# NDIYPD



## mhammer (Nov 30, 2007)

Here's a combo delay-reverb pedal I built in one of the predrilled chassis that Aimish from Diamond Pedals provided me with.

There's five PT2399 digital delay chips in this beast, 3 for the delay, and two for the ersatz reverb. The delay is the Tonepad Rebote 3, and the reverb is Merlin's Equinox circuit. I etched and drilled both boards.

The delay seems to get about 1200-1400msec and has modulation. I added a treble rolloff for the repeats, and a bass cut for the overall delay path, that rolls off below around 280hz. I like it. I also adjusted the Mix control so that I can make delay louder than dry. The repeats are not runaway, but I can fix that.

The reverb is so-so. More cheap amp than Lexicon church hall. It also has a bass cut toggle.

The input jack is to the right of the Thin toggle. The rear skirt has (L to R) reverb out, delay out, feedback in. Delay out just taps the transfer point between reverb and delay. The Feedback in breaks the input to the Feedback pot such that I could insert something between either of the outputs and the Feedback in to modify each repeat.

It won't replace my other delay pedals or rack units, but I just wanted to see if I could do it. I like the modulated delays. Adding a bit of reverb to each repeat is kinda neat too.









Aimish gave me two boxes like this one. Some years back, Jeorge "Mr. Huge" Tripps gave me one of those uber-rare MN3011 multi-tap bucket-brigade chips, like the ones used for the old A/DA STD-1 (below). Once I retire next year, I think I'd like to build a derivative of that unit into the 2nd box. It'd make a helluva stereo chorus.


----------



## Budda (May 29, 2007)

Delay into reverb is just such a nice sound.

Nice work.


----------



## greco (Jul 15, 2007)

mhammer said:


> Once I retire next year, I think I'd like to build....

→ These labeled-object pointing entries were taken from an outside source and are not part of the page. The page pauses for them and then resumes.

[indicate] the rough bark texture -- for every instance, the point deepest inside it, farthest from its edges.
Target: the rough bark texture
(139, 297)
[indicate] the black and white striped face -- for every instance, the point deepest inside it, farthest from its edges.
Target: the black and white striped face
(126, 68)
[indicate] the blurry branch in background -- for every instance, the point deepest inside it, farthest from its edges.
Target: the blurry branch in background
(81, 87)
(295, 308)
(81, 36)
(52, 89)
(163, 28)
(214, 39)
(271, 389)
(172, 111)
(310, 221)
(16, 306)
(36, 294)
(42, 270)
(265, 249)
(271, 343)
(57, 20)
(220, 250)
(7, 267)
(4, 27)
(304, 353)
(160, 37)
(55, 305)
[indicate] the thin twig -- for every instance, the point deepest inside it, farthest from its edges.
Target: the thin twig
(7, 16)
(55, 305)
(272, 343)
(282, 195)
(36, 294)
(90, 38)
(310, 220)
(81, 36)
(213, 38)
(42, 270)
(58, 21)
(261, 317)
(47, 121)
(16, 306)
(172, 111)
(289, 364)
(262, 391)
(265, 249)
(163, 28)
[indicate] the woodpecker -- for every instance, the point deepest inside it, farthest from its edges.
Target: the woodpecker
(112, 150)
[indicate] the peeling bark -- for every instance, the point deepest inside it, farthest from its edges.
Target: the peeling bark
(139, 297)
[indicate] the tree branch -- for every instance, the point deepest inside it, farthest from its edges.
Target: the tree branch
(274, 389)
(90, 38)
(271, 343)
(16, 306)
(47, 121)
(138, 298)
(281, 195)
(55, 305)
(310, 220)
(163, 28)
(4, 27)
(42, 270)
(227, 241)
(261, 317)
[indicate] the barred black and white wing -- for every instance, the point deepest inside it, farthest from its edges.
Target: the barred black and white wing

I have heard you mention this phrase quite a few times now. It seems to me that you had also several projects at various stages of completion when we met in the summer. 

I'm thinking that you will not be coming out of your workshop for some fresh air (i.e., no solder fumes) for quite some time. In addition, you can't let your wonderful garden become neglected and you will need to visit Lee Valley often. Things are going to be VERY BUSY!!!


----------



## cboutilier (Jan 12, 2016)

Budda said:


> Delay into reverb is just such a nice sound.
> 
> Nice work.


I find unless I'm hitting a crispy clean amp, I find it gets washed out


----------



## Granny Gremlin (Jun 3, 2016)

5 PT chips? Holy cow.


----------



## High/Deaf (Aug 19, 2009)

greco said:


> I have heard you mention this phrase quite a few times now. It seems to me that you had also several projects at various stages of completion when we met in the summer.
> 
> I'm thinking that you will not be coming out of your workshop for some fresh air (i.e., no solder fumes) for quite some time. In addition, you can't let your wonderful garden become neglected and you will need to visit Lee Valley often. Things are going to be VERY BUSY!!!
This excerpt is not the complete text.